Lamar was amazed by the number of opportunities in the field.

"This industry is absolutely exploding," she said. "This is the first time in the technology era that these devices are going to drive the learning rather than the other way around. Technology has changed everything and even professions are now at our fingertips."

The 3-year-old eLearning Design program was designed after a series of focus groups consisting of both business and education administrators met to discuss the needs in the industry. The groups provided specific details about what skills an ideal job candidate would possess and as a result, many of those administrators are now offering internships to students who are completing the program through Rio Salado.

Freed says that the main thing students who are interested in the program should remember is "don't be afraid of technology." With that technology, the future of education has arrived.

Wednesday, October 5, 2011

Open Educational Resources Part Three: Looking Ahead

Educators and policy makers recognize that the status quo in education is simply not enough to meet the country's emerging need for a workforce with advanced skills and credentials.

"The majority of new jobs created by 2018 will require a post-secondary credential, certificate, or degree," said Rio Salado College Vice President of Academic Affairs Vernon Smith. "We need to educate workers to fill those positions. We don't have a choice but to address the barriers that prevent bright, capable students from completing a degree."
By tapping into open educational resources, the innovators at Rio Salado College are planning to reduce the cost of course materials, improve the quality of course content, and create a standard procedure for open course development.

"We're creating a process for gathering and vetting publicly-available information and packaging it for the benefit of a global student body," said Physics Department Faculty Chair Shannon Corona.

In addition to the cost-free textbook program and open source classes built in partnership with the Bill and Melinda Gates Foundation, Rio offers a variety of creative solutions for non-traditional and underserved students. The potential integration of open content into these existing programs will mean better access to higher quality course materials for all of Rio Salado's students.

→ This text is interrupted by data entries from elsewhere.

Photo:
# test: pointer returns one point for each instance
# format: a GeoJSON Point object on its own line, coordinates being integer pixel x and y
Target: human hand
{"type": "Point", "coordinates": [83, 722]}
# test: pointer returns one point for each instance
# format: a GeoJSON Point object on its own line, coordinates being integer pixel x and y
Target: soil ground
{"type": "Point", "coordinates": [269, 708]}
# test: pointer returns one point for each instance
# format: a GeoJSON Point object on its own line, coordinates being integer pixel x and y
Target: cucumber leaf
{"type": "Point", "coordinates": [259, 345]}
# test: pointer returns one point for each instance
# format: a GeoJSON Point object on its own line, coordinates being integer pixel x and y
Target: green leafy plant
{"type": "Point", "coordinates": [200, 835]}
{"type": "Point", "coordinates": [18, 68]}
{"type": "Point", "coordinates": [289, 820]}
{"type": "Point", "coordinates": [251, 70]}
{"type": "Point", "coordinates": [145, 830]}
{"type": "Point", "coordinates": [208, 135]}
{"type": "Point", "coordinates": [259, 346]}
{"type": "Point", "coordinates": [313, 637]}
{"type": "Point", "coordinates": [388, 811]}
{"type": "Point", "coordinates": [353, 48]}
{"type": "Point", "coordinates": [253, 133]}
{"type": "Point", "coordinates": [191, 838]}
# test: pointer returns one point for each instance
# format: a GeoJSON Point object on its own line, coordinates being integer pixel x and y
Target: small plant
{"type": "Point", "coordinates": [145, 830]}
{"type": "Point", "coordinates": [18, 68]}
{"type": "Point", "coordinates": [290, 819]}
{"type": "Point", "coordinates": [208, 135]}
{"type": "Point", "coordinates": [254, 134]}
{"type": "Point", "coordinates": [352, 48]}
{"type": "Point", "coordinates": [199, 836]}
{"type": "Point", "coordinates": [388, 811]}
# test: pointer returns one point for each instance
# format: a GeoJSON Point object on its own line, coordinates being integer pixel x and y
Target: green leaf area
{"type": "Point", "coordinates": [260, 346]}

Merging content provided by top tier universities, including recorded lectures from experts at Yale University or open course work from MIT, with Rio Salado's low cost delivery methods will result in a top quality educational product that's available to underserved students: active duty military, working single parents, and anyone who relies on community college pricing to complete a degree.

According to Michael Cottam, associate dean of instructional design at Rio Salado College, the OER movement is not new, but advances in communication and data analysis are making it much more viable.

"Educators have been sharing what they do in the classroom and what they do online for a long time," Cottam said.  "It just hasn’t had the kind of reach that it has now. Technology is so much better. It’s much easier to share information, collaborate and peer evaluate now."

Cottam said that finding learning objects to re-use is much easier as well.  "It’s easier to get feedback from other educators who can say 'hey this is a great resource.'"  He added, "We're removing barriers to access, and at the same time we’re improving quality. It's very exciting."